How this color appears to viewers with the four major color-vision-deficiency types. Computed via the Machado (2009) physiologically-based model. If a tile matches the original, the color reads the same to that viewer.

#981d14
Original
#453d11
Protanopia
#63580c
Deuteranopia
#a8001d
Tritanopia
#373737
Achromatopsia
WCAG contrast

The color used as foreground text against pure white and pure black, with the contrast ratio and WCAG 2.1 grade. Aim for AA (4.5:1) for body text and AA Large (3:1) for 18 pt+ headlines; AAA (7:1) is the gold standard for long-form reading surfaces.

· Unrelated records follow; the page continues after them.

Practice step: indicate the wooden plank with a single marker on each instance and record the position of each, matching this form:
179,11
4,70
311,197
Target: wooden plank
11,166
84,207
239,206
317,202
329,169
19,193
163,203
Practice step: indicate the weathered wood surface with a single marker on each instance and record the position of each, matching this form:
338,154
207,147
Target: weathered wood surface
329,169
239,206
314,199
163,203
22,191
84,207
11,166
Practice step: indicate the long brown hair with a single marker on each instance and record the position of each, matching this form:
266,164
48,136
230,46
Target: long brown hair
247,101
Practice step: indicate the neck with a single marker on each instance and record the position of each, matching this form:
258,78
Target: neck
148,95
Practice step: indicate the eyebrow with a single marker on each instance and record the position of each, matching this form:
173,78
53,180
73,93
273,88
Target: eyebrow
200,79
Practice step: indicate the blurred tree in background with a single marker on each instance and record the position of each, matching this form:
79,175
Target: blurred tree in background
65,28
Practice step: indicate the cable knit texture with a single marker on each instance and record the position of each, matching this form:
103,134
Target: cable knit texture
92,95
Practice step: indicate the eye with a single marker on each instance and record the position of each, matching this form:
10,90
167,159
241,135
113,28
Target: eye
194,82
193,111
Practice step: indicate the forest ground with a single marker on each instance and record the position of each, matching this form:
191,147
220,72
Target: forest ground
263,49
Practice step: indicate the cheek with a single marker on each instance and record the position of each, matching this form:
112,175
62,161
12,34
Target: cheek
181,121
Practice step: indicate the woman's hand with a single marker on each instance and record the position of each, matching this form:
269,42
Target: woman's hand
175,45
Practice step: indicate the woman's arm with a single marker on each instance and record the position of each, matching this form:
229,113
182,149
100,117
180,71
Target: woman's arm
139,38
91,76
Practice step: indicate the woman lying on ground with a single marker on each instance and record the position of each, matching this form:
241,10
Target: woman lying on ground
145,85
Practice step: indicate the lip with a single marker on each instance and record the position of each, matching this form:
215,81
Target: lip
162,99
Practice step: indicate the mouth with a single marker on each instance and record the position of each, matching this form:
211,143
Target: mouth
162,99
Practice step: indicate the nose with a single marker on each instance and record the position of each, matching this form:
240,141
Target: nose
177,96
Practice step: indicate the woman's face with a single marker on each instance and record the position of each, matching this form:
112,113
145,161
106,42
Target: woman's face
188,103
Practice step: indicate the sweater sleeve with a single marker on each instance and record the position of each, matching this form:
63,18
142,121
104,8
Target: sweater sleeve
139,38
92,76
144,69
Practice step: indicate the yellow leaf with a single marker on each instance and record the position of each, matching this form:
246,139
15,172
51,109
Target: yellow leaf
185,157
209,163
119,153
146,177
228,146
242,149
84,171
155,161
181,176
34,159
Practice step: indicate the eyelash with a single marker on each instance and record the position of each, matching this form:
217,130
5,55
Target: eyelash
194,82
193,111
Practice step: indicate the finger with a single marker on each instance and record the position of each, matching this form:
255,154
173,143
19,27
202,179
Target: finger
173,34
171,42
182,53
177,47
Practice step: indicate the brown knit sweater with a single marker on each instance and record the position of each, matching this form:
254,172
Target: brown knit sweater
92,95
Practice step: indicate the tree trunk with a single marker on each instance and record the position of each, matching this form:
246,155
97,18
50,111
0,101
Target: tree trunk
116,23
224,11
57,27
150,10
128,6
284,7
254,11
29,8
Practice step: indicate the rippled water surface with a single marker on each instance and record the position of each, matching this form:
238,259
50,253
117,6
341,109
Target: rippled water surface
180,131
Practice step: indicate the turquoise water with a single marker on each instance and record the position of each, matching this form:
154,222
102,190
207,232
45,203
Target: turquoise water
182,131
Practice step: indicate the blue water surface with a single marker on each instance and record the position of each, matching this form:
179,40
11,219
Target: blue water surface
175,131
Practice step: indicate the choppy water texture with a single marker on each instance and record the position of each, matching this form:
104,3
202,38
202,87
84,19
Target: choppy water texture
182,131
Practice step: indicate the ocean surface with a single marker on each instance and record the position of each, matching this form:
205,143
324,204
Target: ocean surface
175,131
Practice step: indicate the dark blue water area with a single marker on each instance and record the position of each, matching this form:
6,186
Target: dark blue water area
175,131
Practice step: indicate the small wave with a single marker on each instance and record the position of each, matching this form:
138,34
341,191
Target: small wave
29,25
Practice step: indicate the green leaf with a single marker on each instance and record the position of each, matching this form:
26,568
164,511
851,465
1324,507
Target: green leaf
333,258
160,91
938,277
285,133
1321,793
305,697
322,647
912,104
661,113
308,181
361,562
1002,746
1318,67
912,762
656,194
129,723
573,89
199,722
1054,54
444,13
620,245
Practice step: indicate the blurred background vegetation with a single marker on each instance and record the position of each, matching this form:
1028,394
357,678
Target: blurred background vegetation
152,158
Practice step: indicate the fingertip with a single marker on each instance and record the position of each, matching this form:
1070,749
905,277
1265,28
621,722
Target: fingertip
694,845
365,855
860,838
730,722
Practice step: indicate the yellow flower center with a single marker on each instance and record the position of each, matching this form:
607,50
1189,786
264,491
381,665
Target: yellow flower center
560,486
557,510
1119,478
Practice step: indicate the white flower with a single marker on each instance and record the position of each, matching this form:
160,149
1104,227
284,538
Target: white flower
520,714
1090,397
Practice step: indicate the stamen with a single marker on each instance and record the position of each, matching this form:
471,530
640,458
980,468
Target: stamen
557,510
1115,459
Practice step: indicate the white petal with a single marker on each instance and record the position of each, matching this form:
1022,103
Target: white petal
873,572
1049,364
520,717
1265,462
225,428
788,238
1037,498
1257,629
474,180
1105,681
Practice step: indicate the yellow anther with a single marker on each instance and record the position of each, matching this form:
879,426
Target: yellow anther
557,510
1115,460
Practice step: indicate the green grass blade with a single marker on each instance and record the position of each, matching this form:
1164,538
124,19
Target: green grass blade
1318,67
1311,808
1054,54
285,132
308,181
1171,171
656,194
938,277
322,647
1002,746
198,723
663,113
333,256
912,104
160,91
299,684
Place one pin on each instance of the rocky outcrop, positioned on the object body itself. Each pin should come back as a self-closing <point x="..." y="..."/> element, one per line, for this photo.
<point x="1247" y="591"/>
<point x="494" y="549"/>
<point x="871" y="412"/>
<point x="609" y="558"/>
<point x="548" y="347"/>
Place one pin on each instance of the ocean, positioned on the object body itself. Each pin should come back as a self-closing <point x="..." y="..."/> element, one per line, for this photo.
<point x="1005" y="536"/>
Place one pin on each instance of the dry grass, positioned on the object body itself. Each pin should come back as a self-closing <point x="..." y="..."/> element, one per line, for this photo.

The quick brown foxSample body text at normal size. The wcag minimum for body contrast is 4.5:1 (AA) or 7:1 (AAA).
AAAon White
8.33:1
The quick brown foxSample body text at normal size. The wcag minimum for body contrast is 4.5:1 (AA) or 7:1 (AAA).
Failon Black
2.52:1

Wide gamut

Display P3 representation

The CSS Color 4 wide-gamut form of this color. Both swatches render the same color on every display — the P3 form only diverges from sRGB when a designer pushes channels outside sRGB's reach.

sRGB hex
sRGB hex
##981D14
Display P3
Display P3
color(display-p3 0.5473 0.1613 0.1156)
P3 has subtle headroomOKLCH chroma 0.160

Moderately saturated colors gain a small bump in P3 — the difference is usually visible side-by-side on wide-gamut hardware but won't change the character of the color.